Quelles sont encore les marges de manœuvre dont dispose l'État pour renforcer les procédures de contrôle ?

Il faut tout simplement accroître les moyens ! Avec des effectifs renforcés, on pourra multiplier les contrôles fiscaux. Ensuite, étoffer la brigade d'enquête fiscale, qui ne compte pour l'instant qu'une vingtaine de personnes. Concernant le croisement des fichiers, il nous faudrait obtenir de la CNIL (Commission nationale de l'informatique et des libertés) un maximum d'informations et d'éléments. Enfin, avoir des procédures de plus en plus établies sur les échantillons de fraudes les plus répandues pour pouvoir les contrer de façon quasi automatique.

Comment se positionne la France en termes de fraudes fiscales et sociales ? Peut-on s'inspirer de certains de nos voisins européens pour renforcer nos procédures de contrôle ?

Nous sommes meilleurs que les Italiens et Espagnols... Ils progressent dernièrement beaucoup plus rapidement compte tenu de l'état de leurs finances publiques. Nous sommes toutefois moins bons que les pays scandinaves.

Il nous faudrait s'inspirer de ces derniers, qui établissent des sanctions beaucoup plus lourdes face à la fraude fiscale et sociale. Reste le niveau beaucoup trop élevé de prélèvements obligatoires en France ! Avec le nouveau barème, certains ne pourront même plus payer l'ISF, qui représentera 300 à 400% de leur revenu. Il faut raison garder !

Le rapport précité sort quasiment en catimini, en plein été...  Aurait-il tardé du fait d'une concurrence inter-services... Le fait qu'il établisse des chiffres en hausse pour les fraudes sociales et fiscales gêne-t-il certains politiques ou hauts fonctionnaires ? 

Non, là n'est pas la question. Ce rapport sort chaque année, et intéresse plus ou moins... Il serait préférable qu'un rapport du gouvernement, centralisé et consolidé sorte chaque année de manière automatique, plutôt que de se perdre dans une multitude de rapports estampillés par diverses institutions...

Le groupe de pression Tax Justice Network a révélé dimanche dans une étude que les paradis fiscaux détenaient entre 17 000 et 25 500 milliards d’actifs financiers appartenant à des particuliers. En terme de revenus fiscaux, la perte pour les États est estimée à 225 milliards d'euros.
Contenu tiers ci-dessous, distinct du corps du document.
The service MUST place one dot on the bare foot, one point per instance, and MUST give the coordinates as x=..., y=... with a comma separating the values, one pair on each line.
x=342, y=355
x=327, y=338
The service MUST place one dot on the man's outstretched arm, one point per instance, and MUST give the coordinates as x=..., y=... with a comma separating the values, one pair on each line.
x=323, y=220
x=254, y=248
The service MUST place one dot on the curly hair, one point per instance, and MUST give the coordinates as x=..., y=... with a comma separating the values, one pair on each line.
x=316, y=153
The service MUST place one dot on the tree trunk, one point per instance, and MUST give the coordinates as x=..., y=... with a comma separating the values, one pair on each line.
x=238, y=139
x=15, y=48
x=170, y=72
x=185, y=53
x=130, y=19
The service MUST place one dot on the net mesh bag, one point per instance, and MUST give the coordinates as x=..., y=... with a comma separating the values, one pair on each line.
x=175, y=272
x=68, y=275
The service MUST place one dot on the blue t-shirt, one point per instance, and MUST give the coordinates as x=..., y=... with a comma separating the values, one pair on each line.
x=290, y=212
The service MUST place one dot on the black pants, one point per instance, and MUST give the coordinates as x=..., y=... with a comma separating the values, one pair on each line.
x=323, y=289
A combien ces pertes s'élèvent pour la France, et comment l'État peut-il concrètement lutter contre les paradis fiscaux ?

Sur les paradis fiscaux, nous avons engagés un très gros travail dès 2008 pour les lister. Concernant les pertes fiscales que cela représente pour la France, aucune idée, c'est particulièrement délicat à chiffrer...

Toutefois, nous avons fortement accru la fiscalité et les relations financières entre la France et ses paradis fiscaux. Le travail reste à faire au niveau de l'Union européenne.

Concernant l'économie souterraine, nous avons pris des dispositions dès 2010 - 2011 permettant de taxer sur la base d'éléments de présomption de revenu. Un dealer arrêté par la police devra ainsi verser des impôts sur le montant des drogues confisquées, ainsi que les autres biens matériels saisis qui ont été financés par l'argent de la drogue.